Beckendorf führte das Hephaistos-Team an den Start. Sie hatten ein hübsches Gefährt aus Bronze und Eisen hergestellt und sogar die Pferde waren Maschinen wie die Stiere von Colchis. Ich war ganz sicher, dass ihr Wagen mehr magische Gerätschaften und ausgefeilte technische Sonderfunktionen eingebaut hatte als ein voll ausgestatteter Maserati.
Der Ares-Wagen war blutrot und wurde von zwei unheimlichen Pferdeskeletten gezogen. Clarisse bestieg ihn mit etlichen Wurfspeeren, Morgensternen, Fußangeln und noch allerlei ekligem Spielzeug.
Der Apollo-Wagen war schmal und elegant und ganz aus Gold, er wurde von zwei wunderschönen Palominos gezogen. Der Kämpfer war mit einem Bogen bewaffnet, hatte aber versprochen, die gegnerischen Lenker nicht mit spitzen Pfeilen zu beschießen.
Der Hermes-Wagen war grün und machte irgendwie einen seltsamen Eindruck, so als sei er seit Jahren nicht mehr aus der Garage gekommen. Er sah nach nichts aus, aber er war bemannt mit den Steel-Brüdern, und mir wurde schlecht beim Gedanken an die miesen Tricks, die sie sich vielleicht ausgedacht hatten.
Und dann waren da noch der Athene-Wagen, gelenkt von Annabeth, und meiner.
Ehe das Rennen losging, versuchte ich, mit Annabeth zu sprechen und ihr von meinem Traum zu erzählen. Sie schaute auf, als ich Grover erwähnte, aber als sie hörte, was er gesagt hatte, wurde sie wieder distanziert und misstrauisch.
»Du versuchst mich nur abzulenken«, erklärte sie.
»Was? Nein, wirklich nicht.«
»Jaja. Als ob Grover zufällig über das eine gestolpert wäre, was das Lager retten kann.«
»Wie meinst du das?«
Sie verdrehte die Augen. »Geh zu deinem Wagen zurück, Percy.«
»Ich hab mir das nicht ausgedacht. Er steckt in der Klemme, Annabeth.«
Sie zögerte. Ich konnte sehen, dass sie überlegte, ob sie mir vertrauen könnte. Obwohl wir ab und zu aneinandergerieten, hatten wir zusammen allerlei durchgemacht. Und ich wusste, sie würde niemals zulassen, dass Grover etwas zustieß.
»Percy, es ist so schwer, einen Empathielink herzustellen. Ich meine, es ist wahrscheinlicher, dass du geträumt hast.«
»Das Orakel«, sagte ich. »Wir können das Orakel befragen.«
Annabeth runzelte die Stirn.
Im vergangenen Sommer, ehe ich zu meinem Auftrag aufgebrochen war, hatte ich den seltsamen Geist auf dem Dachboden des Hauptgebäudes besucht, und dessen Weissagung hatte sich auf eine Weise erfüllt, die ich nie für möglich gehalten hätte. Diese Erfahrung hatte mich monatelang fertiggemacht. Annabeth wusste, dass ich niemals wieder dorthin gehen würde, wenn die Lage nicht wirklich ernst wäre.
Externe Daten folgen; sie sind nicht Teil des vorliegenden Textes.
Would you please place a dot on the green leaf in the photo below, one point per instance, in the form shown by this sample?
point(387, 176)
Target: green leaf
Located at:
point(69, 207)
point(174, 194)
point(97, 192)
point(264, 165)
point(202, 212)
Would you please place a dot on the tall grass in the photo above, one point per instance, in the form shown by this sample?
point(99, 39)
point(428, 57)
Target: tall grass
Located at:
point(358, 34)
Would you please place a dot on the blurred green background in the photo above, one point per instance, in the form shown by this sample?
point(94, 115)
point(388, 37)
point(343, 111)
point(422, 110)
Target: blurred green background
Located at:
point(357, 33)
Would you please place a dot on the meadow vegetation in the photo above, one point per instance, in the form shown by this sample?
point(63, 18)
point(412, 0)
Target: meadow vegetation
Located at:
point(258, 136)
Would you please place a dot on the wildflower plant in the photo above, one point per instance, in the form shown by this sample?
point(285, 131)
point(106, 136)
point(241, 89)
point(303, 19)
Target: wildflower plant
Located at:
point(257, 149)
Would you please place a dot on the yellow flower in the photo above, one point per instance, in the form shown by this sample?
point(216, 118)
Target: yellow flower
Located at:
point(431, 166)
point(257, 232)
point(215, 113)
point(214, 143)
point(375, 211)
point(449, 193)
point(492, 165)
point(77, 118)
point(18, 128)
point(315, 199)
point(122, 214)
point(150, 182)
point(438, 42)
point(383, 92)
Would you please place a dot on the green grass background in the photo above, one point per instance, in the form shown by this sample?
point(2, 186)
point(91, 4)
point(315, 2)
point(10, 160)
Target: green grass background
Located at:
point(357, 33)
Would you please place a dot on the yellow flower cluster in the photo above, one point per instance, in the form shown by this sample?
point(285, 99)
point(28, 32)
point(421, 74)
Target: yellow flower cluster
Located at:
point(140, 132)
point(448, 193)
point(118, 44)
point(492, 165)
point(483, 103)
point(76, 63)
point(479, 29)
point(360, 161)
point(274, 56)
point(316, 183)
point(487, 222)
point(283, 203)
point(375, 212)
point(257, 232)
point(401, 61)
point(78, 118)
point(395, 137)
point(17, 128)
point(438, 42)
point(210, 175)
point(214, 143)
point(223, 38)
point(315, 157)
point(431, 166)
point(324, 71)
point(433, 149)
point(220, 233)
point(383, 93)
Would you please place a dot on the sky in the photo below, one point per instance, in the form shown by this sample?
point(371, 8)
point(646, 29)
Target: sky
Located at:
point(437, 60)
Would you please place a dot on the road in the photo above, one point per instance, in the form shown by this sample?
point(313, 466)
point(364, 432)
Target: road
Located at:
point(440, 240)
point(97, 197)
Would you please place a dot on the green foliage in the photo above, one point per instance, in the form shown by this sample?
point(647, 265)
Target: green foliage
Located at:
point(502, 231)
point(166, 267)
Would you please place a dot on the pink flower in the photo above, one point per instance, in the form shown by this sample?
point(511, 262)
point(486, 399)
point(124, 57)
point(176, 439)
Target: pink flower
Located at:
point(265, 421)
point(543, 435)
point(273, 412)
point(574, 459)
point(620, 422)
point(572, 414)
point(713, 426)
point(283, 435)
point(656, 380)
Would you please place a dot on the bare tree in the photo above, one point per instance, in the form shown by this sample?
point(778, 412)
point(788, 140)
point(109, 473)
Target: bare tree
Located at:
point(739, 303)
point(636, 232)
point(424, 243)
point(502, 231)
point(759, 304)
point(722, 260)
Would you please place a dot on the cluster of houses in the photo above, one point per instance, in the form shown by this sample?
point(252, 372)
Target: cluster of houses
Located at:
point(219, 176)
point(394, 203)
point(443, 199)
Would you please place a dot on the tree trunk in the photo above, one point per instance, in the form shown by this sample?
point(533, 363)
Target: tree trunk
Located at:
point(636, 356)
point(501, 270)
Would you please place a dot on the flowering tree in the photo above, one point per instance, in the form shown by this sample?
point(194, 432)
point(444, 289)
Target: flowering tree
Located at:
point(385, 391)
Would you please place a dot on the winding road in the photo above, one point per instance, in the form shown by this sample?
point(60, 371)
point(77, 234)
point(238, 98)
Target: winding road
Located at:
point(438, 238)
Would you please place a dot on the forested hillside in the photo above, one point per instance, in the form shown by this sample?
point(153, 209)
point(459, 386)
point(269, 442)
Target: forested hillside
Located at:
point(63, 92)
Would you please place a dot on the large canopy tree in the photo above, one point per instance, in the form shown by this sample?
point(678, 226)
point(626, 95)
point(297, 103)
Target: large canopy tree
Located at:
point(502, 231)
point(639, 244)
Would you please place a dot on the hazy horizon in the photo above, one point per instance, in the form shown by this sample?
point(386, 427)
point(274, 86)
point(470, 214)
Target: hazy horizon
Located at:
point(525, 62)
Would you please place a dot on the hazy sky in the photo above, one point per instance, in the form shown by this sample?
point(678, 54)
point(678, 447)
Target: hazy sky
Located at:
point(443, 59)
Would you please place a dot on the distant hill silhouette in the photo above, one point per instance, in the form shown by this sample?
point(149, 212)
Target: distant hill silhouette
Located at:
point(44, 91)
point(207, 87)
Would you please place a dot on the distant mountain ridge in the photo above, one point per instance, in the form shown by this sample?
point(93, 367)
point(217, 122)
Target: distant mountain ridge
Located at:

Ehe sie antworten konnte, hörten wir das Muschelhorn.
»Wagen!«, rief Tantalus. »An den Start!«
»Wir reden nachher weiter«, sagte Annabeth. »Wenn ich gewonnen habe.«
Als ich zu meinem Wagen zurückging, sah ich, dass jetzt noch mehr Tauben auf den Bäumen saßen. Sie schrien wie verrückt und ließen den ganzen Wald rauschen. Niemand außer mir schien auf sie zu achten, aber mich machten sie nervös. Ihre Schnäbel glitzerten seltsam und ihre Augen schienen stärker zu leuchten als die von normalen Vögeln.
Tyson hatte Mühe, unsere Pferde unter Kontrolle zu bringen. Ich musste lange auf sie einreden, ehe sie sich beruhigten.
Er ist ein Ungeheuer, Herr, klagten sie.
Er ist ein Sohn des Poseidon, sagte ich darauf. Genau wie … na ja, genau wie ich.
Nein!, widersprachen sie. Ungeheuer. Pferdefresser. Kein Vertrauen.
Ich gebe euch nach dem Rennen Zuckerwürfel, sagte ich.
Zuckerwürfel?
Sehr große Zuckerwürfel. Und Äpfel. Hab ich die Äpfel schon erwähnt?
Endlich waren sie bereit, sich anschirren zu lassen.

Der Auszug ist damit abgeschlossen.